I stumbled across “A Surprise of a Salesman: Christopher Lloyd” earlier this morning immediately flashing to images of Fessenden School Alumnus Lloyd in his Reverend Jim (television’s Taxi) and Dr. Dr. Emmett Brown (Back to the Future movie franchise) roles. How the hell can he play Willie Loman, I judged.
All I can say after reading is ‘wow, son-of-a-bitch, I bet he can.’ Lloyd comes across as an actor’s actor committed to his craft, play write, and characters.
From The New York Times (A Surprise of a Salesman: Christopher Lloyd):
“…when Mr. Lloyd was given the opportunity by a small New England theater company to play nearly any part he desired, his choice was almost as improbable as the notion of a time-traveling DeLorean sports car. He selected Willy Loman, the crumbling patriarch of Arthur Miller’s “Death of a Salesman…
…’I thought about it overnight, and I just sort of — ‘Death of a Salesman.’
‘The first act feels like a three-act play, it’s so full of life and situations,’ Mr. Lloyd said. ‘And then there’s a second act. Which is even worse.’

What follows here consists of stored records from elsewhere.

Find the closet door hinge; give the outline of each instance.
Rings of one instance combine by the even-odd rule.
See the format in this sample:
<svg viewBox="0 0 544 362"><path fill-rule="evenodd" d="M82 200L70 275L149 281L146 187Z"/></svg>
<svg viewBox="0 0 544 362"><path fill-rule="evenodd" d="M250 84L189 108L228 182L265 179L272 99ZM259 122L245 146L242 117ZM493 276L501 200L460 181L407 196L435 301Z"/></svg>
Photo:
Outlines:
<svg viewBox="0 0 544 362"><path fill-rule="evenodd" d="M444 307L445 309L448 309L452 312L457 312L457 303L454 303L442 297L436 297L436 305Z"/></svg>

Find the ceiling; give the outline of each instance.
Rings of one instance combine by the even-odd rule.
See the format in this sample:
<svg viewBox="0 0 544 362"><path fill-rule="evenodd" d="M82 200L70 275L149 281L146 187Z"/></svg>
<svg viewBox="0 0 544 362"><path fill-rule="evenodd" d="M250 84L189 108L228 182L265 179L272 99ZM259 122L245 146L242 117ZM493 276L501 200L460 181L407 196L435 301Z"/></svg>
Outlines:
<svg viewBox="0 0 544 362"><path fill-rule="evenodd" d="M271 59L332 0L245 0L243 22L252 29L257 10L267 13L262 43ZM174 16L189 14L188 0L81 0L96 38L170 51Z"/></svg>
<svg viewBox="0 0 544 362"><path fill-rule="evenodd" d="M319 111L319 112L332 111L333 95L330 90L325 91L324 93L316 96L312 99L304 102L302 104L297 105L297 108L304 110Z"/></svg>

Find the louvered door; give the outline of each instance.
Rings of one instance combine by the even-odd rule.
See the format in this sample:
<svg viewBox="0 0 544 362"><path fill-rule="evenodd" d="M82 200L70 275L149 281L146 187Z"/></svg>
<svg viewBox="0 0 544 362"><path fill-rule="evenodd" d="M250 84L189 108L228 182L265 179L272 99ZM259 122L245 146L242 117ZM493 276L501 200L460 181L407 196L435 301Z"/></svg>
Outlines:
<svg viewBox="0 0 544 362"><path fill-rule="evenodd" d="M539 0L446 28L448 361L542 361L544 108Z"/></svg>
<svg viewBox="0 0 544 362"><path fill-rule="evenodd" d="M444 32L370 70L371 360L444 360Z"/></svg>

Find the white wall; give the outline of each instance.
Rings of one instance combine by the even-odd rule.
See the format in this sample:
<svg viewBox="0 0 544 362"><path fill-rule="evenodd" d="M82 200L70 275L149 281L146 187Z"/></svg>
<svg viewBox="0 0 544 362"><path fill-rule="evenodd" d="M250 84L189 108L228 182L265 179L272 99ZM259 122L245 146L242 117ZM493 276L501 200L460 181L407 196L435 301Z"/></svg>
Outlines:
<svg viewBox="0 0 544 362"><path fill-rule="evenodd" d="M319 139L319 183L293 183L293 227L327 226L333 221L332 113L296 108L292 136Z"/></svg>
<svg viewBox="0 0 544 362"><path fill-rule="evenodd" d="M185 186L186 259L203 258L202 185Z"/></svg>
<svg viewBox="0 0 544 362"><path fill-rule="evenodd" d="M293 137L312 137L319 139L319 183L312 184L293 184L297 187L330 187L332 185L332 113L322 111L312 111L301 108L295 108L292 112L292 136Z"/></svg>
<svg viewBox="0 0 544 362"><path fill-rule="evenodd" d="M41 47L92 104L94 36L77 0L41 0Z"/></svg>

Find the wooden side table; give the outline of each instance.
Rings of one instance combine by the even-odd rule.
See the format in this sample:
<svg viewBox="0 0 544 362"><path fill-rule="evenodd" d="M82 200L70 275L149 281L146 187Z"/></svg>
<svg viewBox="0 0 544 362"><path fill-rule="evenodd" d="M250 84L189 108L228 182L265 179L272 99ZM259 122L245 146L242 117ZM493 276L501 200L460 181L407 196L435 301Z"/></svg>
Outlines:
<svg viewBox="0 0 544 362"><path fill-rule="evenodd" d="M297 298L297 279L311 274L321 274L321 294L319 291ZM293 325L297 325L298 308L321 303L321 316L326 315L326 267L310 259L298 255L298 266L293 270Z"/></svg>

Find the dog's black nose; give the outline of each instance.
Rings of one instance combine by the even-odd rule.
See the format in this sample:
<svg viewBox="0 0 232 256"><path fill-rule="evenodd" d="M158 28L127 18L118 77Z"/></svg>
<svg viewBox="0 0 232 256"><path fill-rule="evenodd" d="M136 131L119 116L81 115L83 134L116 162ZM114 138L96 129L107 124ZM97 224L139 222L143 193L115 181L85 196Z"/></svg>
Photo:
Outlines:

Mr. Stettler [producing director, Weston Playhouse] said the key to Mr. Lloyd’s success in the role was ‘the breadth of his humanity.’ He continued: ‘If Willy becomes a foolish or hateful character, the play doesn’t work. You have to see that this is a good person gone wrong, and Chris has never thrown cheap gags or tics or humor where it doesn’t belong.’
More important, Mr. Stettler said, is that “Death of a Salesman” requires ‘an actor who still has the memory and the stage power to loom.’
Mr. Lloyd said the memory part of the equation did not come easy for him. (‘Some people have quick retention,’ he said. ‘I’m not one of those.’)
But growing older, he said, has compensated him in other ways. ‘You become a little more understanding when you’re faced — maybe not literally, but close enough to connect with Willy’s terrors,’ he said. ‘Ten years ago I don’t think I could have taken it on. Aging does help.’
I would love to see the experience and milage Lloyd brings to the role.
“Death of a Salesman” isn’t warm and fuzzy and I get flack from friends family and colleagues about my appreciation for doom and gloom. Willie is, after all, trapped and breaking down. But, I can think of few other more worth while, better, more thoughtful, considerations of what it means to work for a living and how and where to find value in an American life. In America sometimes you get a second act; sometimes you don’t.
Appreciate it if you’re lucky enough to see Lloyd in the role or if you get to read it this year.